Web-based PKI Problematic All claims in a WebID are self-issued claims. No clear specification for 3rd party claims.
Choice of Storage Good WebIDs can be stored at the recipient’s preferred location
App Integration Problematic Possible, but no clear specification exists to do so.
Privacy-enhanced Sharing Problematic Identity Providers can track logins by default (unless a mixnet is used).
Credential Portability Problematic Self-issued credentials can be ported easily. If there were 3rd party credentials tied to WebID URL, those credentials would not be portable.
Credential Revocation Problematic Revocation is possible, but there is no clear specification for doing so.

WebID+TLS was first presented for the W3C Workshop on the Future of Social Networking in 2009, but has failed to gain any significant traction in the past six years. WebID+TLS is also problematic because 1) it depends on browser client-side certificate handling, which is a bad UI experience, 2) it depends on the KEYGEN HTML element in a non-trivial way, which is currently under discussion to be removed from certain browsers, and 3) it is not well specified how you achieve many of the credential goals and required capabilities listed in the beginning of this post.

Mozilla Persona

Persona was launched in 2011 and shares some of its goals with some similar authentication systems like OpenID or Facebook Connect, but it is different in several important ways: 1) It used email addresses as identifiers, 2) It was more focused on privacy, 3) It was intended to be fully integrated in the browser.

Capability Rating Summary
Extensible Data Model N/A Not a design requirement.
Choice of Syntax N/A Not a design requirement.
Decentralized Vocabularies N/A Not a design requirement.
Web-based PKI Problematic Public keys are discoverable but content is largely hidden.
Choice of Storage Poor Identity provider is tied to login domain.
App Integration N/A There are no credentials to manage.
Privacy-enhanced Sharing Good Logins are privacy-enhancing and not easily trackable.
Credential Portability Poor There are no credentials to port.
Credential Revocation N/A There are no credentials to revoke.

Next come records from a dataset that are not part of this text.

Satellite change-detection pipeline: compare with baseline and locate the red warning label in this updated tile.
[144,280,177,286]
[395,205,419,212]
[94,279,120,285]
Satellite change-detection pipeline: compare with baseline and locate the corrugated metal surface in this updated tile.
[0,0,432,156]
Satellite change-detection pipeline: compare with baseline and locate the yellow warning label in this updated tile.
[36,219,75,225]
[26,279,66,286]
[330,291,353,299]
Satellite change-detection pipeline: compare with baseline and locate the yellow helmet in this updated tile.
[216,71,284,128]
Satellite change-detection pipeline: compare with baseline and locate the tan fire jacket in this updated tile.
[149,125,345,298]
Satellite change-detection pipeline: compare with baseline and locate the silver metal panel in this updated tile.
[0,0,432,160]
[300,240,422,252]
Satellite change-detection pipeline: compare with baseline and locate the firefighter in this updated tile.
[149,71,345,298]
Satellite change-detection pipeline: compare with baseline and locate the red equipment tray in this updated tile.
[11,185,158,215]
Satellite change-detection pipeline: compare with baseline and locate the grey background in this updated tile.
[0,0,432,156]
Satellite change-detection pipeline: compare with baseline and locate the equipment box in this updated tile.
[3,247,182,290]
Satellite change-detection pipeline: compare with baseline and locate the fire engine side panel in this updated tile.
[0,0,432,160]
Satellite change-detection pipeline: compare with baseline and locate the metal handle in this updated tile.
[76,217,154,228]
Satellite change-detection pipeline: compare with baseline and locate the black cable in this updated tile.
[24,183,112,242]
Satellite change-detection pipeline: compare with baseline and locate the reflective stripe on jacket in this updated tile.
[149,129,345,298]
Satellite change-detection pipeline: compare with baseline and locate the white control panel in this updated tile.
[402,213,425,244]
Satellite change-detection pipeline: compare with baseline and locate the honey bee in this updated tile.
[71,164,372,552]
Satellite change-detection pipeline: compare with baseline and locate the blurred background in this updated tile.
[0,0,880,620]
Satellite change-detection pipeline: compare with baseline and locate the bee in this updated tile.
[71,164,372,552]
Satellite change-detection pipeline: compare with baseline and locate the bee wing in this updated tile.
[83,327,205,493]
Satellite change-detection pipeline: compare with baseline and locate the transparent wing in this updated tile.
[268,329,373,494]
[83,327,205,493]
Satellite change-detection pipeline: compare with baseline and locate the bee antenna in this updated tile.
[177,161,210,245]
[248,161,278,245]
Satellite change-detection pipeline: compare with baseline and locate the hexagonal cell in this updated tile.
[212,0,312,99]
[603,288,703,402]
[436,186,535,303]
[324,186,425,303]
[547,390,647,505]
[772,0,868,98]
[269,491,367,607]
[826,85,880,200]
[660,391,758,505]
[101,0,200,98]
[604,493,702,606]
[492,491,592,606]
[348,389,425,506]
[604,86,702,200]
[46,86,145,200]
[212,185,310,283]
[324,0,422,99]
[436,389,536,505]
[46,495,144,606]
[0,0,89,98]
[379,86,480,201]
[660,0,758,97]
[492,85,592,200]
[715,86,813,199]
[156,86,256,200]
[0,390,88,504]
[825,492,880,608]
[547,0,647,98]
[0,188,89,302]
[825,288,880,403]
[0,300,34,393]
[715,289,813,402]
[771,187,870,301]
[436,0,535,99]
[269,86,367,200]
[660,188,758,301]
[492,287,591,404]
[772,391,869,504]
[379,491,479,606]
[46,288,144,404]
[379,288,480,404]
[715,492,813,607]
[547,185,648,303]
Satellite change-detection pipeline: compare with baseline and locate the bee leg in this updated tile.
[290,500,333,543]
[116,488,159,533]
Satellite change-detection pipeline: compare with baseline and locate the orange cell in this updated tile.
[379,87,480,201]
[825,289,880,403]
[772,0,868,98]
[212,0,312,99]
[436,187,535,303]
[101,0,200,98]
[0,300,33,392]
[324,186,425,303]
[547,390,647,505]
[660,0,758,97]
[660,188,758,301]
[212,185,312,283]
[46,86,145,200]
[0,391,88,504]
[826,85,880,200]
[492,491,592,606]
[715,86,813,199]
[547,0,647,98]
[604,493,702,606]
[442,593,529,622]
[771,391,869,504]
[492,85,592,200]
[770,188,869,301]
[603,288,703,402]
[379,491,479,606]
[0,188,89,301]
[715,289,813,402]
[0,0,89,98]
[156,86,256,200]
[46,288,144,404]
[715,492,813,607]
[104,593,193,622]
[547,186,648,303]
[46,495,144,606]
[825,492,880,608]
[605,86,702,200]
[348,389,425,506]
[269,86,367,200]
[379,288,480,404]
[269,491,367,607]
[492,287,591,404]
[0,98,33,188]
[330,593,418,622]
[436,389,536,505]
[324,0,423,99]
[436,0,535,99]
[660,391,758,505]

Persona is solely an authentication system and was not designed to support arbitrary credentials. Mozilla was hoping for widespread adoption of the protocol, but that did not occur because super providers like Google and Facebook had already developed their own competing login mechanisms. All full-time developers were pulled from the project in 2014.

Omitted Technologies

There are a number of technologies, such as U-Prove, the WebAppSec Login/Credentials API, and Mozilla’s Firefox Account API, that were not included in this analysis because they are still very early in the research and development phases. APIs like Facebook Connect and Login with Google were not included because they are not intended to be open standards.

Conclusion

There are a number of goals and required capabilities that need to be fulfilled in order to create a vibrant credentialing ecosystem. There have been various attempts at addressing subsets of the problems in the ecosystem and those solutions have been met with small successes and varied failures. There still is no widely deployed and adopted way of issuing, storing, managing, and transmitting credentials on the Web today and we do have quite a bit of insight into why the prior attempts at solving the general identity/credentialing problem have failed.

These findings lead to a simple question: Is it time to do something about Credentials on the Web?